On Tue, Jul 6, 2010 at 15:58, Victor Duchovni wrote:
> On Sat, Jul 03, 2010 at 02:15:53AM +0200, Fran Garcia wrote:
>
>> Basically the schema should :
>>
>> - Be OpenLDAP compatible
>
> Not a problem.
>
>> - Allow multidomain
>
> I don't know what this means.

Hi Viktor, thanks for your reply.

This means "be able to hold several virtual domains as destination".
Think of an ISP configuring a shared email platform for several
domains / customers. Ideally those domains would be held in LDAP as
well.  (I've seen the qmail.schema and apparently is only ready fo one
single domain).


>> - Host transports for each defined account / email address.
>
> This is not a good idea.
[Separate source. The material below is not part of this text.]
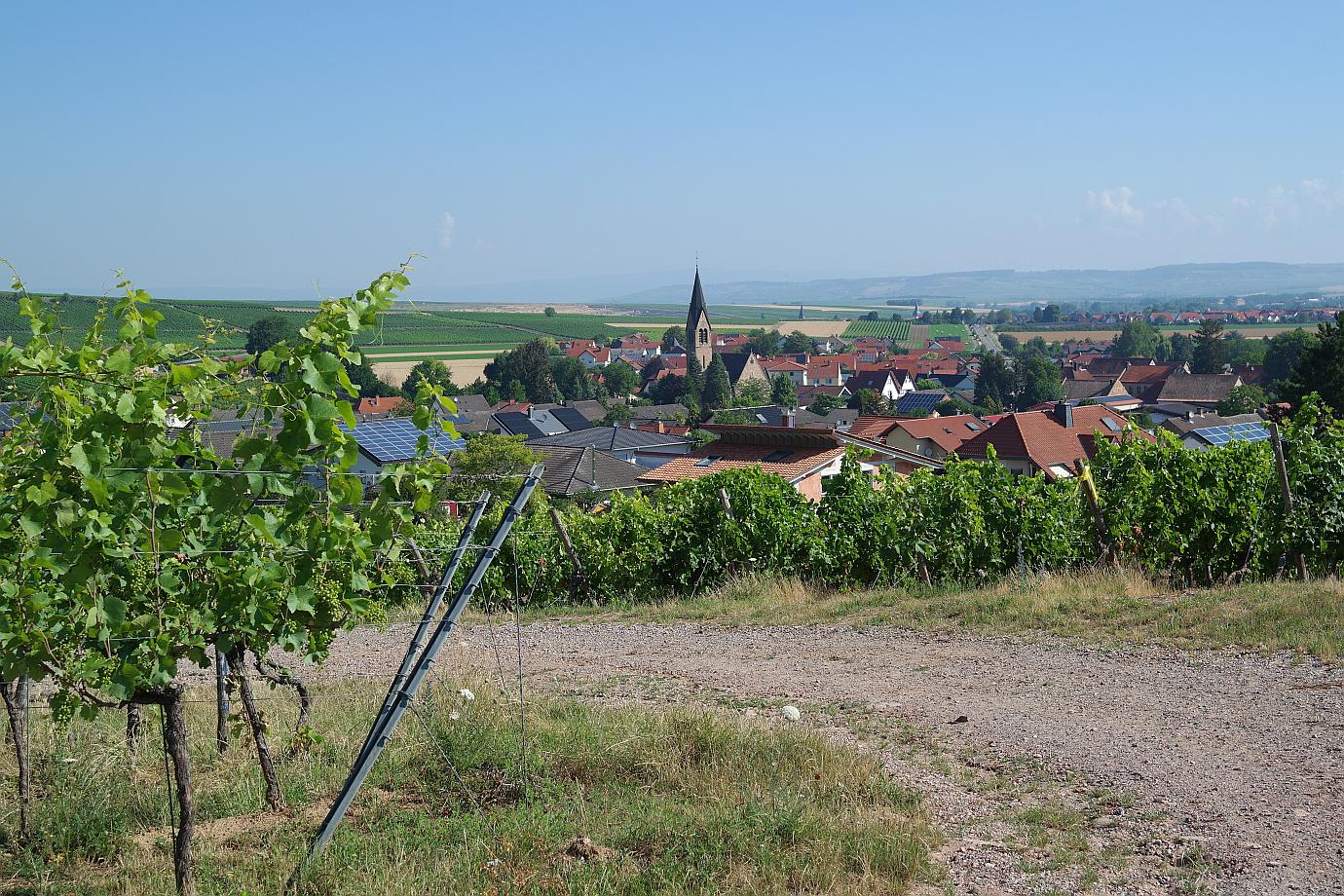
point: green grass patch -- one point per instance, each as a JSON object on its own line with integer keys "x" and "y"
{"x": 613, "y": 801}
{"x": 1105, "y": 608}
Avoid using LDAP for transport lookups.
> Instead:
>
>    - rewrite envelope recipients to an appropriate destination
>      domain via virtual(5) (i.e. virtual_alias_maps).
>
>    - explicitly set virtual_alias_domains (even if empty).
>
>    - Map each destination domain to a suitable transport via
>      an indexed file (Berkeley DB hash or btree, CDB, ...)

The rationale for requesting this was "how do I grow if I have  say
100k accounts in a single domain and I want to spread the load on
several backend servers". As per your description, that would be
handled like :  us...@example.org ->
us...@internal_backendx.example.org ?


>> - Integrate with dovecot and/or cyrus-imapd.
>
> Postfix will happily use any schema in which lookup keys
> (typically email addresses) can be mapped to a result
> value (or list of values which are transformed to a comma-separated
> result string) by a query as explained in:
>
>    http://www.postfix.org/ldap_table.5.html
>    http://www.postfix.org/LDAP_README.html
>
> Postfix has no preferred LDAP schemas, it operates at a higher level of
> abstraction, i.e. virtual_alias_maps, transport_maps, ...  which can be
> implemented via LDAP if you so choose. The mapping between an actual
> LDAP dataset and the conceptual Postfix key/value table is up to you.

Thanks for the links :-) . I already came across the "postfix adapts
to any ldap schema" but, since I'm starting with ldap and not very
familiar with all the concepts, I wanted to get some reall ife
examples of actual schemas people are using.